In the 1970's, during the height national energy crisis, hard-working
Andy Davis did sit for a long time in his easy chair. He sat there,
barely talking to his wife and kids for weeks, brewing up an idea
in his mind. The thinking spell lasted so long that his wife thought
he had taken ill.
Not so. Andy Davis had simply gotten another hair-brained
notion in his head and thought it through step by step. Solving
each potential problem in his mind before getting up from the
recliner and going to work.
The result of those weeks of deep thought put tiny Armington
on the map. It also made Andy Davis a cult hero among people wanting
to thumb their noses at utility companies and heating oil suppliers
that had jacked up their prices to get in step With America's
Great Energy Crunch.
What happened is this: Andy Davis built his family a new home--a
cave home. The sides and roof, made of thick, concrete, were covered
with several feet of dirt.
Some folks scoffed at his idea. They began calling the Davises
modern-day Flintstones. Other skeptics thought Andy Davis had
gone bonkers.
But the winter of 1976-77, the Davis family's first cold season
of living in the cave produced a heating bill of less than $2.
Those two bucks, Andy often boasted with a grin, covered the cost
of oil and gas for his chainsaw to cut fuel for his small Franklin
stove the cave's only source of heat.
The home's energy saving features and its very uniqueness
made headlines around the country--in newspapers, magazines and
on network television news shows.
Andy and his cave were featured on the cover of Money magazine
and Mother Earth News. People magazine came calling, as did a
battery of journalists from around the world.
Almost overnight, Andy Davis became cult hero to disciples
of self-sufficiency, to the masses who had turned angry over their
skyrocketing heating bills.
In a nutshell, Andy Davis became "Caveman Andy".

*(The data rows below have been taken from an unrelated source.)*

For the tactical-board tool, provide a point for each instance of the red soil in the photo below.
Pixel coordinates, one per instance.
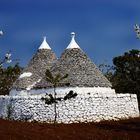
(122, 130)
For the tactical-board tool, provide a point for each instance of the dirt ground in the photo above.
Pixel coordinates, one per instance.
(122, 130)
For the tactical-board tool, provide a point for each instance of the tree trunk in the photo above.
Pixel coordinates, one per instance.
(55, 114)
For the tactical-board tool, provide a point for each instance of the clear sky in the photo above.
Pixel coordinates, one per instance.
(104, 28)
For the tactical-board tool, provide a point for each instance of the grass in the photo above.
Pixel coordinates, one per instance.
(106, 130)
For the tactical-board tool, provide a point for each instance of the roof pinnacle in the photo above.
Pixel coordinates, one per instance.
(73, 43)
(44, 44)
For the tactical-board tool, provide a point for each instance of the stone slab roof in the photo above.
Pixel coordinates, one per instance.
(33, 73)
(81, 70)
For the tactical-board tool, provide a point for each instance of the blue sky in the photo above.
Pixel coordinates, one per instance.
(104, 28)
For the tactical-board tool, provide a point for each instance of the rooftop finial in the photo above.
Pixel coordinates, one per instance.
(44, 38)
(44, 44)
(73, 43)
(73, 34)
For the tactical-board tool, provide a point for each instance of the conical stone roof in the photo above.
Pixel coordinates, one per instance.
(33, 73)
(82, 72)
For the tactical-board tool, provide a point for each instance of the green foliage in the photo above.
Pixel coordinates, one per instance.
(49, 99)
(7, 78)
(126, 77)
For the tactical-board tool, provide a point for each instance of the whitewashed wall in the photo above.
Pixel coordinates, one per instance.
(83, 108)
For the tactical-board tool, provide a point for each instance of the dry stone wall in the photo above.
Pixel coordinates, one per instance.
(82, 108)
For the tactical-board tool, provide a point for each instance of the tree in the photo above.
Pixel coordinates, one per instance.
(7, 78)
(55, 80)
(126, 76)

As a result of the publicity and the many inquiries about
his home, he started his own company, marketing support services
for folks who wanted to copy his ideas as well as selling franchises
to contractors who, were eager to build earth-sheltered homes
following his blueprints.
Through all the fame, glory and money that exchanged hands,
he never became an Andrew. He remained just plain Andy, a self
described "good ol' country boy from Armington, Illinois."
Finally, after a long battle with Cancer, he died last weekend
in his highly publicized cave house, about 25 miles away from
his birthplace.
But in the short distance between Jimtown and Armington, Andy
Davis chalked up millions of miles worth of good times, good will
and good friends. And he left along the wayside a volume of good
ideas on better ways to do things.
He was every bit the "good ol' country boy" who
happened to be generously blessed with ingenuity and genius and
the perseverance to make his dreams come true. And he really enjoyed
doing what he could to turn other people's dreams into reality.
His crowded memorial service this week at Armington church
reflected just how unique--"extraodinary" is the adjective
the youthful preacher used--this common man was. There were no
sad refrains from the church organ. Instead, the music, one of
Andy's passions, consisted of a tape of his favorite tunes and
singers.
The service closed with an old recording of Hank William's
Sr. moaning as only Hank could moan--the haunting melody, "Ramblin
Man." Many folks would consider the song too off-the-wall
for such a solemn occasion.
But Andy Davis wouldn't have it any other way.
"If you stick your head above the crowd, a few
people may throw stones at you, but the view is better!!"
"Our homes are called "Earth Sheltered Homes"
or "Earth Homes" now, but when I built my home in 1976,
we called them "Cave Homes", and I still like that.
After all, a "Cave Home" does not have to look like
a cave, anymore than a "ranch home" looks like a "ranch."